On the one side, the pure gold of human concern: ‘Sblood, but you’ll not hear me. If ever I did dream of such a matter, Abhor me. (1. 1. 4) (Calderwood, 1989, p. 94) Despite Iago’s complexities of character and the viability of viewing his character as a manifestation of a sociopath , another, less complimentary interpretation for Shakespeare’s complex villain is possible: that Iago functions as “not much more than a necessary piece of dramatic mechanism;” however, this “provocative judgment runs counter to most people’s impressions of Iago as a fascinating, multifaceted study in evil.
(Hall, 1999, p. 71) That said, it is still a viable criticism of the play that Iago’s multifaceted evil is so dynamic and so all-ecompassing as to go beyond the purely psychological character study nad into actual plot-resolution technical trickery which Shakespeare found necessary to give his play movement and dramatic action. This is a fascinating interpretation, but it seems unlikely in the final analysis because Iago is immediately “recognizable” to audiences, as though he is somebody we all already know.
In fact, he does represent an aspect of ourselves that we all do know and know well, which is the side of us which bases its motives on self-interest and has no feeling for moral obligation or ethical restraint. of course this “dark side” exists in all of us and must be mastered; when we fail to master our dark side we are sometimes called villains, sometimes “sociopaths.

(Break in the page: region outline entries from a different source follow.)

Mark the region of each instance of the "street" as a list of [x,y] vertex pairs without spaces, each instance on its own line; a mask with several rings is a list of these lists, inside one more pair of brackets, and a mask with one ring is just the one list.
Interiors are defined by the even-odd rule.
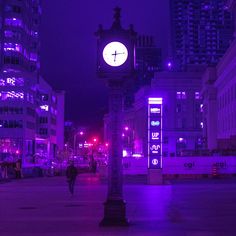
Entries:
[[234,236],[236,181],[175,180],[150,186],[125,178],[129,227],[99,227],[107,185],[98,174],[79,175],[75,195],[65,177],[0,184],[1,236],[156,235]]

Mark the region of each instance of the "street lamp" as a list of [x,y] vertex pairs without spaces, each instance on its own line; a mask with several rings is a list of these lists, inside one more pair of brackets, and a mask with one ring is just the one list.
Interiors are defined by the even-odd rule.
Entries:
[[127,226],[126,203],[123,199],[122,171],[122,123],[123,94],[127,80],[135,75],[136,32],[131,25],[123,29],[120,8],[116,7],[114,22],[110,29],[99,26],[97,75],[109,89],[109,161],[108,193],[104,203],[104,218],[101,226]]
[[77,145],[76,145],[76,138],[77,136],[80,135],[80,136],[83,136],[84,135],[84,132],[83,131],[80,131],[80,132],[77,132],[74,134],[74,155],[77,155]]

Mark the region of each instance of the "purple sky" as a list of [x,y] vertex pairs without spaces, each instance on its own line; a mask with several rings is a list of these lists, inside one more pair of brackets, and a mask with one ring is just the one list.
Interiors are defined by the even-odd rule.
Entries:
[[96,78],[94,32],[100,23],[111,26],[116,6],[123,27],[132,23],[139,34],[154,35],[166,51],[167,0],[42,0],[41,71],[53,88],[66,91],[67,120],[93,124],[107,110],[107,89]]

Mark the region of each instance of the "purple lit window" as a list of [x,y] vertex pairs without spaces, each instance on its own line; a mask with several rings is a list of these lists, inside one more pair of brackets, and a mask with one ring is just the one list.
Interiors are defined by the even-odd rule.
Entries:
[[12,38],[13,37],[13,32],[11,30],[5,30],[4,35],[6,38]]
[[176,92],[176,98],[177,99],[186,99],[186,92]]
[[6,18],[5,24],[11,26],[22,26],[22,20],[17,18]]
[[30,53],[30,61],[37,61],[38,56],[36,53]]
[[195,92],[195,99],[200,99],[201,96],[200,96],[200,93],[199,92]]
[[22,46],[17,43],[4,43],[4,51],[22,52]]
[[0,99],[2,101],[4,100],[22,100],[24,99],[24,93],[23,92],[15,92],[15,91],[2,91],[1,92],[2,96]]
[[40,109],[44,111],[48,111],[48,105],[41,105]]

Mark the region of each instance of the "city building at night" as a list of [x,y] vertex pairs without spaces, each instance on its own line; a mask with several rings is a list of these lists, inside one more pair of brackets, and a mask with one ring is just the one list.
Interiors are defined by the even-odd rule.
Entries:
[[[236,1],[228,1],[236,13]],[[236,40],[203,76],[204,135],[210,150],[236,150]]]
[[[31,162],[45,135],[63,146],[56,140],[56,130],[63,137],[59,125],[63,127],[64,107],[57,106],[64,105],[64,95],[52,92],[40,76],[40,0],[1,1],[0,16],[0,160]],[[51,149],[55,148],[47,147],[43,155],[51,157]]]
[[233,36],[225,0],[170,0],[173,69],[216,65]]
[[[180,156],[204,149],[202,136],[202,72],[157,72],[151,86],[135,95],[133,107],[124,112],[125,155],[147,157],[148,98],[163,98],[163,156]],[[105,137],[109,132],[104,118]],[[126,128],[127,127],[127,128]]]

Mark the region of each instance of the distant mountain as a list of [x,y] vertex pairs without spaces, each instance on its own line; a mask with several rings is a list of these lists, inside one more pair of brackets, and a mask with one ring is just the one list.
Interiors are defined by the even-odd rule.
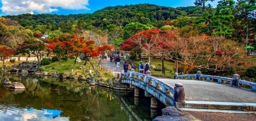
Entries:
[[57,15],[50,14],[31,15],[29,14],[4,17],[15,20],[23,26],[35,28],[37,25],[51,25],[52,30],[57,29],[61,22],[82,19],[87,24],[104,29],[110,24],[120,23],[125,25],[131,22],[154,24],[162,20],[174,19],[182,16],[199,16],[200,9],[196,6],[171,7],[149,4],[110,6],[93,14]]

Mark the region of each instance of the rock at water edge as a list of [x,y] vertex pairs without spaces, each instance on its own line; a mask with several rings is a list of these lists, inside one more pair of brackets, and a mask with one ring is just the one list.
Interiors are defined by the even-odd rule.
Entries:
[[11,84],[11,81],[9,80],[9,79],[7,78],[4,79],[4,84],[8,84],[8,85],[10,85]]
[[24,85],[22,83],[19,82],[14,82],[11,86],[11,88],[22,89],[25,89],[25,86],[24,86]]

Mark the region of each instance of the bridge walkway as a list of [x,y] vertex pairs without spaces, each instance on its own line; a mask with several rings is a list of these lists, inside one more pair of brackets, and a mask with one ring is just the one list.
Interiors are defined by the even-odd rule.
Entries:
[[187,101],[256,103],[256,92],[217,83],[195,80],[161,79],[174,87],[177,83],[183,85]]

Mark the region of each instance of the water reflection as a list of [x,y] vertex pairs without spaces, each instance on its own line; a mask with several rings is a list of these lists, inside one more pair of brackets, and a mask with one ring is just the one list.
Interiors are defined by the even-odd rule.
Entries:
[[9,104],[0,105],[1,120],[69,120],[68,117],[60,117],[61,113],[61,111],[57,110],[22,109]]
[[0,75],[1,80],[6,78],[26,89],[14,90],[0,84],[1,120],[151,120],[161,115],[159,109],[151,117],[150,98],[135,100],[132,92],[54,77]]

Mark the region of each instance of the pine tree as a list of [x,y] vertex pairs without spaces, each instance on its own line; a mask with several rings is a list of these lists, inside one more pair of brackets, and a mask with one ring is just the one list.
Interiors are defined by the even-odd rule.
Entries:
[[235,2],[222,0],[218,3],[216,11],[212,18],[214,29],[213,35],[224,35],[230,38],[235,30],[232,25]]

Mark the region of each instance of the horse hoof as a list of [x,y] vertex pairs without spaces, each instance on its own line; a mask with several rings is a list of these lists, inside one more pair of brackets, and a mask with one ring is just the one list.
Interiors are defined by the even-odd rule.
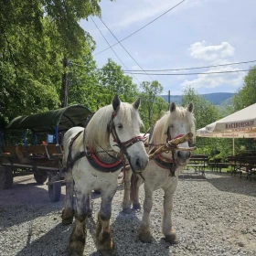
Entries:
[[153,237],[151,235],[150,229],[141,227],[139,230],[139,239],[142,242],[152,242]]
[[165,236],[165,241],[169,242],[170,244],[177,244],[178,243],[178,240],[176,238],[176,233],[170,234],[170,235],[166,235]]
[[88,217],[88,218],[91,218],[91,216],[92,216],[92,209],[90,209],[90,210],[88,211],[87,217]]
[[133,203],[133,209],[142,209],[140,203]]
[[123,212],[126,214],[130,214],[132,212],[132,209],[130,208],[123,208]]
[[70,256],[82,256],[85,242],[70,240],[67,251]]
[[97,247],[101,255],[114,255],[115,246],[110,232],[103,232],[96,239]]
[[62,225],[69,225],[73,222],[74,217],[74,209],[67,208],[62,210],[61,218],[62,218]]
[[116,254],[116,251],[115,249],[113,250],[108,250],[108,251],[100,251],[100,253],[101,256],[115,256]]

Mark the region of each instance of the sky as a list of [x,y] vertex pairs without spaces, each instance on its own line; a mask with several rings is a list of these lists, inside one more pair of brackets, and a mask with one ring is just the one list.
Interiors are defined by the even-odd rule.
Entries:
[[[182,0],[101,0],[101,19],[122,40],[151,22]],[[248,72],[197,74],[213,71],[249,69],[254,63],[214,67],[200,69],[165,71],[172,76],[146,75],[141,70],[183,69],[256,60],[256,1],[255,0],[185,0],[178,6],[123,40],[112,48],[95,27],[91,17],[80,21],[81,27],[96,42],[93,58],[98,68],[112,59],[123,69],[140,70],[133,75],[138,86],[142,81],[158,80],[162,94],[182,95],[187,86],[198,94],[236,92],[243,85]],[[117,42],[101,19],[94,22],[111,45]],[[185,74],[185,75],[184,75]]]

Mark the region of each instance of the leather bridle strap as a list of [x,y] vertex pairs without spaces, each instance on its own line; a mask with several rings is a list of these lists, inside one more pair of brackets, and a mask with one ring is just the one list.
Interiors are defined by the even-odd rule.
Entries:
[[109,123],[110,133],[113,137],[113,141],[115,143],[117,143],[116,146],[118,146],[120,148],[121,153],[125,155],[126,158],[128,159],[133,173],[134,173],[134,174],[141,173],[141,171],[136,171],[133,167],[133,165],[131,165],[131,159],[130,159],[130,155],[127,153],[127,148],[132,146],[135,143],[138,143],[138,142],[141,142],[141,141],[144,142],[144,138],[143,136],[136,136],[136,137],[133,137],[133,138],[132,138],[132,139],[130,139],[126,142],[121,142],[121,140],[119,139],[118,134],[116,133],[115,125],[113,123],[113,119],[116,115],[117,115],[117,112],[113,112],[112,114],[112,119],[111,119],[110,123]]

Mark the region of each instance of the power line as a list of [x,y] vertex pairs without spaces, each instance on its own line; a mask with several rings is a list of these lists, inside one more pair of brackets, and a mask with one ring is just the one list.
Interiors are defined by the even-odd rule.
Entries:
[[[224,66],[231,66],[231,65],[238,65],[238,64],[246,64],[246,63],[252,63],[256,62],[255,60],[250,61],[241,61],[241,62],[233,62],[233,63],[227,63],[227,64],[219,64],[219,65],[212,65],[212,66],[203,66],[203,67],[193,67],[193,68],[181,68],[181,69],[146,69],[144,71],[147,72],[161,72],[161,71],[180,71],[180,70],[191,70],[191,69],[208,69],[208,68],[217,68],[217,67],[224,67]],[[123,71],[140,71],[140,70],[123,70]]]
[[[110,46],[110,48],[112,48],[112,50],[113,51],[113,53],[115,54],[115,56],[118,58],[118,59],[121,61],[121,63],[125,67],[125,69],[127,69],[127,67],[124,65],[124,63],[121,60],[121,59],[118,57],[118,55],[117,55],[117,53],[114,51],[114,49],[112,48],[112,47],[111,46],[111,44],[109,43],[109,41],[106,39],[106,37],[104,37],[104,35],[102,34],[102,32],[101,31],[101,29],[99,28],[99,27],[97,26],[97,24],[94,22],[94,20],[92,19],[92,17],[91,16],[90,16],[91,17],[91,19],[92,20],[92,22],[94,23],[94,25],[95,25],[95,27],[98,28],[98,30],[100,31],[100,33],[101,34],[101,36],[103,37],[103,38],[105,39],[105,41],[107,42],[107,44]],[[140,82],[140,80],[136,78],[136,77],[134,77],[134,75],[133,75],[131,72],[128,72],[128,73],[130,73],[139,83],[141,83]]]
[[[252,62],[256,62],[255,60],[249,60],[249,61],[241,61],[241,62],[232,62],[232,63],[227,63],[227,64],[219,64],[219,65],[212,65],[212,66],[203,66],[203,67],[193,67],[193,68],[181,68],[181,69],[144,69],[144,71],[147,71],[147,72],[164,72],[164,71],[180,71],[180,70],[191,70],[191,69],[208,69],[208,68],[217,68],[217,67],[224,67],[224,66],[231,66],[231,65],[239,65],[239,64],[246,64],[246,63],[252,63]],[[84,67],[85,66],[81,66],[79,64],[76,64],[75,62],[72,62],[72,64],[74,65],[78,65],[80,67]],[[97,69],[97,70],[101,70],[102,69],[98,69],[98,68],[92,68],[90,69]],[[108,69],[109,71],[111,70],[117,70],[117,69]],[[123,70],[123,72],[137,72],[137,71],[141,71],[141,70],[135,70],[135,69],[125,69]]]
[[110,46],[109,48],[94,54],[93,56],[96,56],[100,53],[104,52],[105,50],[109,49],[110,48],[112,48],[118,44],[120,44],[120,42],[124,41],[125,39],[129,38],[130,37],[133,36],[134,34],[136,34],[137,32],[139,32],[140,30],[142,30],[143,28],[146,27],[148,25],[150,25],[151,23],[155,22],[155,20],[157,20],[158,18],[160,18],[161,16],[163,16],[164,15],[165,15],[166,13],[170,12],[171,10],[173,10],[174,8],[176,8],[176,6],[178,6],[179,5],[181,5],[185,0],[179,2],[177,5],[176,5],[175,6],[171,7],[170,9],[168,9],[167,11],[165,11],[164,14],[162,14],[161,16],[157,16],[156,18],[153,19],[152,21],[150,21],[149,23],[147,23],[146,25],[144,25],[144,27],[142,27],[141,28],[137,29],[136,31],[134,31],[133,33],[130,34],[129,36],[127,36],[126,37],[123,38],[122,40],[120,40],[119,42]]
[[[205,73],[173,73],[173,74],[159,74],[159,73],[150,73],[152,76],[189,76],[189,75],[209,75],[209,74],[223,74],[223,73],[237,73],[237,72],[246,72],[251,69],[240,69],[240,70],[230,70],[230,71],[213,71]],[[125,71],[124,71],[125,73]],[[134,75],[144,75],[144,73],[133,72]]]
[[104,26],[108,28],[108,30],[111,32],[111,34],[114,37],[114,38],[117,40],[117,42],[122,46],[122,48],[127,52],[127,54],[134,60],[134,62],[141,68],[141,69],[152,80],[154,79],[145,72],[145,70],[142,68],[142,66],[134,59],[134,58],[128,52],[128,50],[123,47],[123,45],[117,39],[117,37],[114,36],[114,34],[112,32],[112,30],[109,28],[109,27],[104,23],[104,21],[100,18],[101,21],[104,24]]

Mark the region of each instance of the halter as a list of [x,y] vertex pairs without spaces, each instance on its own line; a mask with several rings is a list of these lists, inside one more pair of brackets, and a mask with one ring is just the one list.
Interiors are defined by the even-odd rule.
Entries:
[[119,139],[118,134],[116,133],[115,125],[114,125],[114,123],[113,123],[113,119],[117,115],[117,112],[118,112],[118,110],[114,111],[112,114],[111,121],[108,124],[109,132],[112,135],[113,141],[117,144],[115,145],[120,148],[121,154],[124,155],[126,156],[126,158],[128,159],[133,173],[139,174],[142,171],[136,171],[133,168],[133,165],[131,165],[131,158],[130,158],[129,154],[127,153],[127,148],[132,146],[135,143],[142,142],[142,141],[144,142],[144,138],[143,136],[135,136],[135,137],[133,137],[133,138],[132,138],[132,139],[130,139],[126,142],[121,142],[121,140]]
[[[118,110],[117,110],[118,111]],[[132,171],[134,174],[141,174],[142,171],[136,171],[133,165],[131,165],[131,161],[130,161],[130,155],[127,153],[127,148],[130,147],[131,145],[133,145],[133,144],[140,142],[140,141],[144,141],[144,137],[143,136],[136,136],[133,137],[126,142],[121,142],[121,140],[118,137],[118,134],[116,133],[115,130],[115,126],[114,126],[114,123],[113,123],[113,119],[114,117],[117,115],[117,111],[114,111],[112,114],[112,118],[111,121],[108,124],[108,132],[112,135],[113,137],[113,141],[115,143],[117,143],[117,144],[115,144],[116,146],[118,146],[120,148],[120,152],[121,152],[121,157],[120,159],[118,159],[115,163],[112,164],[104,164],[102,162],[101,162],[96,155],[92,152],[92,149],[91,147],[86,147],[85,146],[85,143],[84,143],[84,146],[85,149],[81,152],[79,152],[78,154],[76,154],[74,155],[74,157],[71,157],[71,151],[72,151],[72,145],[75,142],[75,140],[80,135],[80,133],[83,132],[83,142],[85,142],[85,129],[79,132],[72,139],[71,142],[69,145],[69,155],[68,155],[68,158],[67,158],[67,166],[65,168],[62,169],[62,173],[67,172],[69,169],[72,168],[74,164],[80,158],[86,156],[88,161],[91,163],[91,165],[95,167],[96,169],[98,169],[99,171],[102,171],[102,172],[115,172],[117,170],[119,170],[122,166],[125,166],[125,159],[123,157],[123,155],[126,156],[126,158],[129,161],[130,166],[132,168]],[[90,120],[89,120],[90,121]],[[89,123],[88,121],[88,123]]]
[[[153,131],[152,131],[152,133],[153,133]],[[166,134],[167,134],[167,138],[166,138],[166,143],[167,144],[169,144],[172,140],[180,138],[180,137],[185,135],[185,134],[178,134],[175,138],[172,138],[171,135],[170,135],[170,126],[168,126]],[[190,142],[188,142],[188,144],[190,144]],[[155,145],[155,144],[153,144],[153,145]],[[172,150],[172,152],[171,152],[172,159],[167,159],[167,158],[164,157],[161,154],[154,159],[155,163],[158,166],[160,166],[164,169],[169,169],[170,170],[170,176],[175,176],[175,171],[176,171],[176,165],[177,165],[177,160],[175,157],[175,151],[176,150]],[[166,153],[168,153],[168,152],[166,152]]]

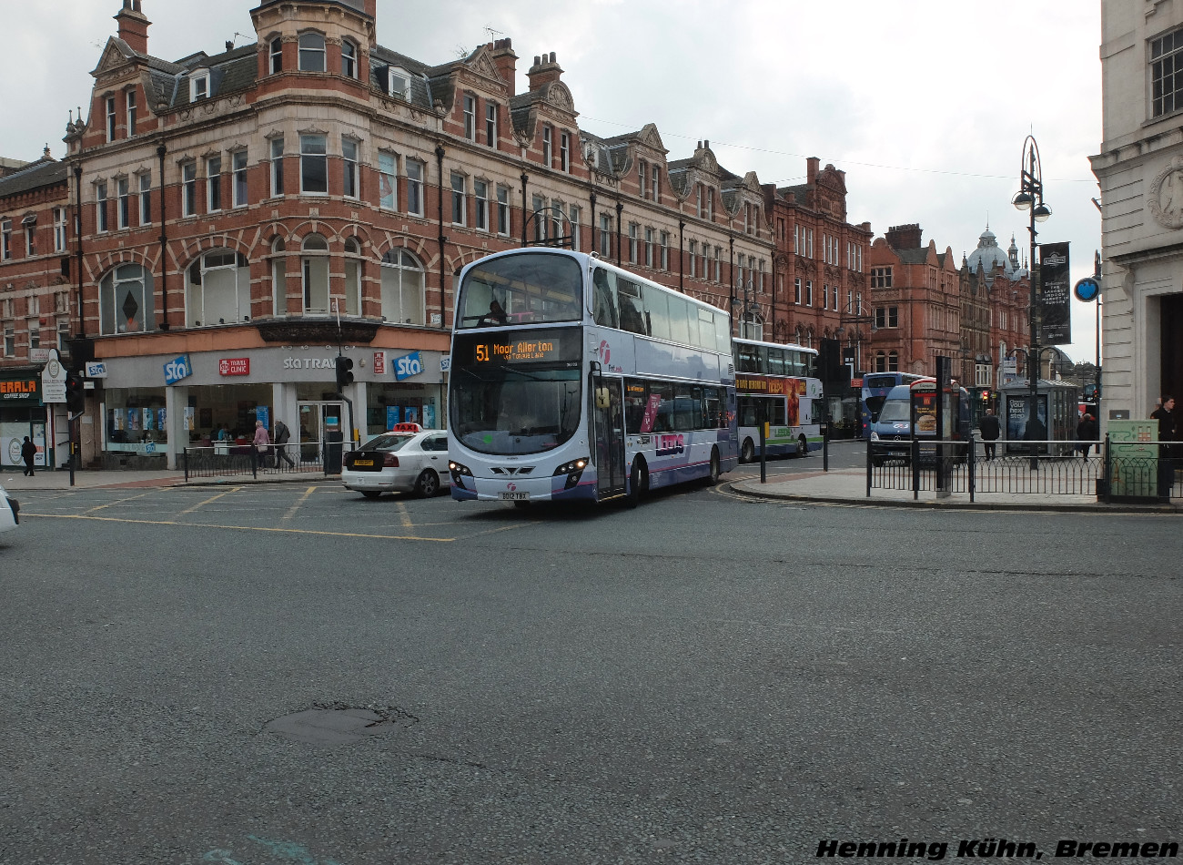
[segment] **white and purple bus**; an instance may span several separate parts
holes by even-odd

” Shakespeare’s great genius in the creation of Iago was to produce a character whose immersion in the “dark side’ was so deep as to create great tragedy, but so realistically rendered that it was universally recognizable as a constant aspect of and threat to human social order. References Calderwood, J. L. (1989). The Properties of Othello. Amherst, MA: University of Massachusetts Press.
Hall, J. L. (1999). Othello A Guide to the Play. Westport, CT: Greenwood Press. Rosenberg, M. (1961). The Masks of Othello The Search for the Identity of Othello, Iago, and Desdemona by Three Centuries of Actors and Critics. Berkeley, CA: University of California Press. Sadowski, P. (2003). Dynamism of Character in Shakespeare’s Mature Tragedies. Newark, DE: University of Delaware Press.